Ebenfalls an der Frankfurter Allee, zwischen Proskauer und Gabelsberger Straße, will ein weiterer bayerischer Baulöwe eine Einkaufspassage errichten: die Firma Schörghuber, auch als Bayerischeo der als Deutsche Hausbau bekannt. Die Hausbau hat vom KOAI-Ausschuß eine Option auf das mehrere tausend Quadratmeter große Grundstück Frankfurter Allee 39-41 bekommen. Im Bezirk Mitte bebaut Schörghuber womöglich noch ein weiteres Filetgrundstück. Dies befürwortet zumindest der KOAI-Ausschuß: Auf dem Platz vor dem Neuen Tor, zwischen Invalidenstraße und Charité, soll die Hausbau zusammen mit der — ebenfalls aus Westdeutschland stammenden — VEBA Wohnstätten AG einen Wohn- und Gewerbekomplex errichten. Dazu gehören Appartements und Tiefgaragenplätze für die Charité. 30.000 Quadratmeter Bruttogeschoßfläche, soviel wie das Europacenter, sollen nahe den Resten der alten Berliner Akzisemauer entstehen.

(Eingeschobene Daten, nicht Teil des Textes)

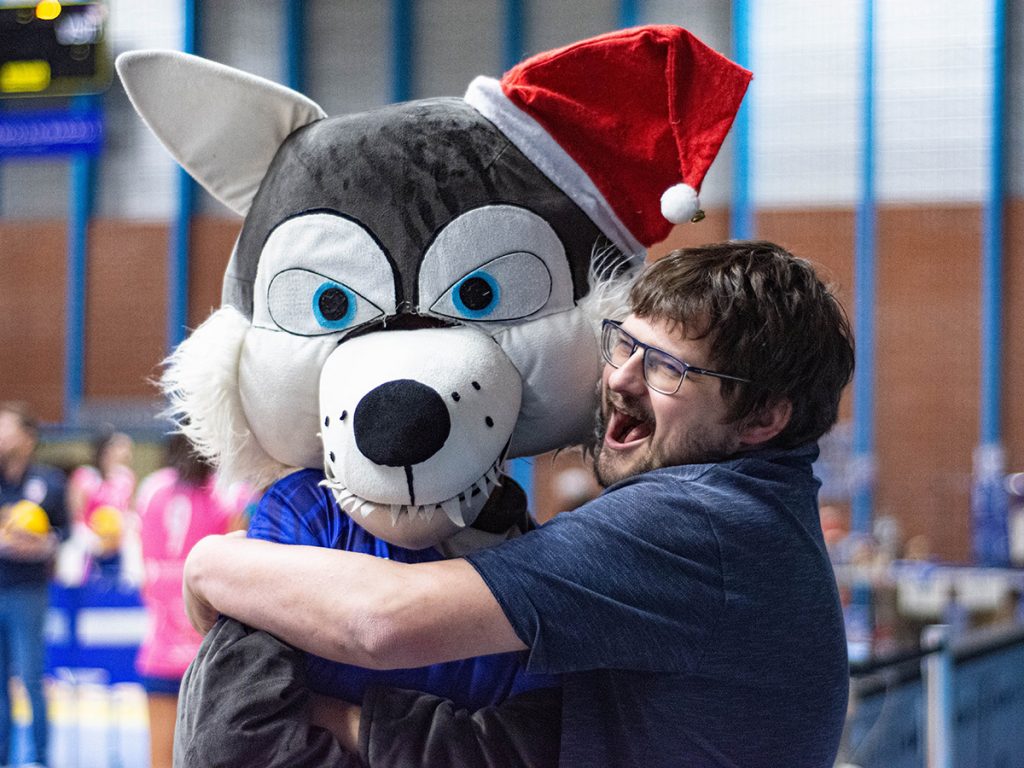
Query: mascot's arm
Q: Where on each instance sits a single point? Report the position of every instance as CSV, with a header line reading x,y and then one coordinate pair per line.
x,y
387,615
414,729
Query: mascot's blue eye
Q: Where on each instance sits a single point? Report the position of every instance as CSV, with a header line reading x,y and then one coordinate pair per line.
x,y
334,305
476,295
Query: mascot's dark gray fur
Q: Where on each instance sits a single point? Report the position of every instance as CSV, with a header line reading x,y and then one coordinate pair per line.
x,y
410,300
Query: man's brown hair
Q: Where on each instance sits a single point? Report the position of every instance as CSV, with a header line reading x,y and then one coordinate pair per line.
x,y
768,317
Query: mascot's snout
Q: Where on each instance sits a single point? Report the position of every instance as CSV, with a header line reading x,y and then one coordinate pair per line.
x,y
423,428
400,423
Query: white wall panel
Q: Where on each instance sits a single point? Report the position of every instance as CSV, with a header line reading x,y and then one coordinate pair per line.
x,y
348,54
933,94
456,41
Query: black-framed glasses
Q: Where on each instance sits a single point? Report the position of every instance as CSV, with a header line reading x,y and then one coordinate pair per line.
x,y
663,372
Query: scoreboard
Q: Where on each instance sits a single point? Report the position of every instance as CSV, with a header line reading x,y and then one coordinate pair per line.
x,y
52,48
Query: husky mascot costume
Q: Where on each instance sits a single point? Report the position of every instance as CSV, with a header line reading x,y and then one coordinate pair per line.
x,y
410,303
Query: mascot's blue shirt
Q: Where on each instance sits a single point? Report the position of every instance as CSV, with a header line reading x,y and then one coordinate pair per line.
x,y
298,510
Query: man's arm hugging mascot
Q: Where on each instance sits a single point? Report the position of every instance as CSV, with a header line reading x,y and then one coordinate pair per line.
x,y
409,304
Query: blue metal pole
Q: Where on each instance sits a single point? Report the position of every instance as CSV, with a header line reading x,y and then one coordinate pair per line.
x,y
864,278
295,39
991,294
402,53
988,497
741,213
177,271
629,13
80,210
515,23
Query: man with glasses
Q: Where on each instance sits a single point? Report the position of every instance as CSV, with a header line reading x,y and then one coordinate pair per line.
x,y
690,609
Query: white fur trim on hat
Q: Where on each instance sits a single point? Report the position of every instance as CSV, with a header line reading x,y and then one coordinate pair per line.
x,y
679,204
485,95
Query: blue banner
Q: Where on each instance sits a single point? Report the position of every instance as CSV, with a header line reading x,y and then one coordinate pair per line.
x,y
46,133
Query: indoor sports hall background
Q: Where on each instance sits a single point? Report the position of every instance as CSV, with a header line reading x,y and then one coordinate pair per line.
x,y
880,138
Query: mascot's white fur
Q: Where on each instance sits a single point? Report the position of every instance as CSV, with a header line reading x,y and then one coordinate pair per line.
x,y
411,299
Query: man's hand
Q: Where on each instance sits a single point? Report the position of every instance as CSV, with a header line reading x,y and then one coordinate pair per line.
x,y
341,718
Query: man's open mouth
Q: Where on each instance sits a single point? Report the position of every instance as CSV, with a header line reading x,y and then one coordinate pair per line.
x,y
625,428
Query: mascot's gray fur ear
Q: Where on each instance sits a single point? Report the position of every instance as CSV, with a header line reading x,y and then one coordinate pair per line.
x,y
222,125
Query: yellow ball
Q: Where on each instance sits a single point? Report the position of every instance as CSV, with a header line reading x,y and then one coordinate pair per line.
x,y
28,517
107,521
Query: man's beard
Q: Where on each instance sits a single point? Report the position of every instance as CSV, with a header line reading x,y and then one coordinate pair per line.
x,y
700,445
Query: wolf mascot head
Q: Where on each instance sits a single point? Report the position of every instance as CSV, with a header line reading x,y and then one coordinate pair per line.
x,y
406,305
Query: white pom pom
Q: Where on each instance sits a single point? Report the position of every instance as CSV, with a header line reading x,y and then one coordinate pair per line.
x,y
680,204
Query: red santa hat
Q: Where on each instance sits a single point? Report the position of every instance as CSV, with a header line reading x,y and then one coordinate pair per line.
x,y
626,124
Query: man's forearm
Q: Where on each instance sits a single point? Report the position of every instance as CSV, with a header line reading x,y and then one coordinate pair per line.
x,y
351,607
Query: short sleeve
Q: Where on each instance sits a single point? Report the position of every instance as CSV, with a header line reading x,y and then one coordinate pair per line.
x,y
631,580
291,512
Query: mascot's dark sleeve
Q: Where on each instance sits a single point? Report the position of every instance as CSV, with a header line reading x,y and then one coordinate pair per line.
x,y
414,298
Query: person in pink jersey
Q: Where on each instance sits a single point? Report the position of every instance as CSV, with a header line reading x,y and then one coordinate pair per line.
x,y
177,506
99,499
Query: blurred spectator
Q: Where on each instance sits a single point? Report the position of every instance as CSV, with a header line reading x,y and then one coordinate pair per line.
x,y
99,501
177,506
33,519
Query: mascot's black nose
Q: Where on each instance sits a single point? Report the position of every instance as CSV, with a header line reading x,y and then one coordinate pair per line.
x,y
400,423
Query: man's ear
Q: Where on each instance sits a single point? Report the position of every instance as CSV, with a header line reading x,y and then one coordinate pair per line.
x,y
766,424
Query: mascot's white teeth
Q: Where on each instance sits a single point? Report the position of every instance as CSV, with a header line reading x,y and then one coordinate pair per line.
x,y
456,508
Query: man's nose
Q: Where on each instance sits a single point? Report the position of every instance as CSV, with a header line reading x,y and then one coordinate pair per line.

Schörghuber ist jedoch in seiner Münchner Heimat nicht mehr so ganz wohlgelitten, seit es die rot- grüne Stadtregierung gibt. Man prozessiere seit Jahren gegen die Hausbau, berichtet Blume-Beyerle, Büroleiter des dortigen Oberbürgermeisters Kronawitter. Schörghuber — dem unter anderem Zehntausende von Wohnungen, eine Fluggesellschaft und zwei Brauereien gehören — hatte unter der Ägide des damaligen CSU-Bürgermeisters Erich Kiesl ein 60.000 Quadratmeter großes Grundstück erworben. Dies jedoch war weit unter Wert, wie die Stadt hinterher feststellte: Gezahlt wurden 230 Mark pro Quadratmeter, das Gelände sei aber schon damals mehr als doppelt soviel wert gewesen, sagte Blume-Beyerle. Und später wurden Teile davon für fast 1.000 Mark den Quadratmeter verkauft.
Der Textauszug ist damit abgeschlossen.